Lead Research Organisation: Imperial College London
Department Name: Earth Science and Engineering

Abstract

How from a cloud of dust and gas did we arrive at a planet capable of supporting life? This is one of the most fundamental of questions, and engages everyone from school children to scientists. We now know much of the answer: We know that stars, such as our Sun, form by the collapse of interstellar clouds of dust and gas. We know that planets, such as Earth, are constructed in a disk around their host star known as the planetary nebula, formed by the rotation of the collapsing cloud of dust and gas. We know that 4.5 billion years ago in the solar nebula, surrounding the young Sun, all the objects in our Solar System were created through a process called accretion. And among all those bodies the only habitable world yet discovered on which life evolved is Earth.

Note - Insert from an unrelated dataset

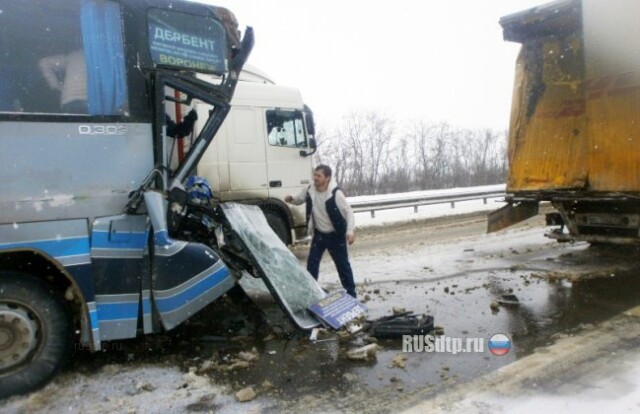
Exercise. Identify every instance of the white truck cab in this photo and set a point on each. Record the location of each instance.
(262, 151)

There is, however, much that we still do not know about how our Solar System formed. Why, for example, are all the planets so different? Why is Venus an inferno with a thick carbon dioxide atmosphere, Mars a frozen rock with a thin atmosphere, and Earth a haven for life? The answer lies in events that predated the assembly of these planets; it lies in the early history of the nebula and the events that occurred as fine-dust stuck together to form larger objects known as planetesimals; and in how those planetesimals changed through collisions, heating and the effects of water to become the building blocks of planets. Our research will follow the evolution of planetary materials from the origins of the first dust grains in the protoplanetary disk, through the assembly of planetesimals within the solar nebula to the modification of these objects as and after they became planets.

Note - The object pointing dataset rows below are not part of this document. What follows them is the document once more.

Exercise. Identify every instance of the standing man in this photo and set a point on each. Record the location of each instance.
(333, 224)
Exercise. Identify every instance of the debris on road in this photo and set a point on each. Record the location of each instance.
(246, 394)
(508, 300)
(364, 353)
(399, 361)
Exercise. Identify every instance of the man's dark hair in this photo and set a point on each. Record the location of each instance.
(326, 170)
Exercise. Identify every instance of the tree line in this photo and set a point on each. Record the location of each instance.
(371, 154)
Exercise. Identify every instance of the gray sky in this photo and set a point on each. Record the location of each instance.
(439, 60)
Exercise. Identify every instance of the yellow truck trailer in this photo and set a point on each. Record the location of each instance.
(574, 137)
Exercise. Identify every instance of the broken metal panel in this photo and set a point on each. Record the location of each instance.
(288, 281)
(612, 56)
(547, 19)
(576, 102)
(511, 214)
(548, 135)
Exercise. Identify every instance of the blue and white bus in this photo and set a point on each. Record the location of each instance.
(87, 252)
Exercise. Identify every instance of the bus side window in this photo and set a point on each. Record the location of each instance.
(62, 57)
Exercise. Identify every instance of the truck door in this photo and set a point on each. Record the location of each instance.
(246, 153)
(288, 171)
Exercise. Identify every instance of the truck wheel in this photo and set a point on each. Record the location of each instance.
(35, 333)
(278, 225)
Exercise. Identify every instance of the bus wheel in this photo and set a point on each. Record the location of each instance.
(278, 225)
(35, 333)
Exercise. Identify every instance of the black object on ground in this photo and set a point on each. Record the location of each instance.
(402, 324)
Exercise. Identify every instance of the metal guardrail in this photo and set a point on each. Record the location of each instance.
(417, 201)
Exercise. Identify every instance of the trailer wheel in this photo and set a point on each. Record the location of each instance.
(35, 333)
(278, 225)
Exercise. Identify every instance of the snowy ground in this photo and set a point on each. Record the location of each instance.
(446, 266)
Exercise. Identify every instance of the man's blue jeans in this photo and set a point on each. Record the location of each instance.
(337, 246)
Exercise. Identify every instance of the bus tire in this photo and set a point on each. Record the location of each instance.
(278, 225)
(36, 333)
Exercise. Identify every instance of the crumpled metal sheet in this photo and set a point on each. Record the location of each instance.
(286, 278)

Evidence preserved in meteorites provides a record of our Solar System's evolution. Meteorites, together with cosmic dust particles, retain the fine-dust particles from the solar nebula. These dust grains are smaller than a millionth of a metre but modern microanalysis can expose their minerals and compositions. We will study the fine-grained components of meteorites and cosmic dust to investigate how fine-dust began accumulating in the solar nebula; how heating by an early hot nebula and repeated short heating events from collisions affected aggregates of dust grains; and whether magnetic fields helped control the distribution of dust in the solar nebula. We will also use numerical models to simulate how the first, fluffy aggregates of dust were compacted to become rock.

As well as the rocky and metallic materials that make up the planets, our research will examine the source of Earth's water and the fate of organic materials that were crucial to the origins of life. By analysing the isotopes of the volatile elements Zn, Cd and Te in meteorites and samples of Earth, Moon and Mars we will establish the source and timing of water and other volatiles delivered to the planets in the inner Solar System. In addition, through newly developed methods we can trace the history of organic matter in meteorites from their formation in interstellar space, through the solar nebula and into planetesimals. Reading the highly sensitive record in organic matter will reveal how cosmic chemistry furnished the Solar System with the raw materials for life.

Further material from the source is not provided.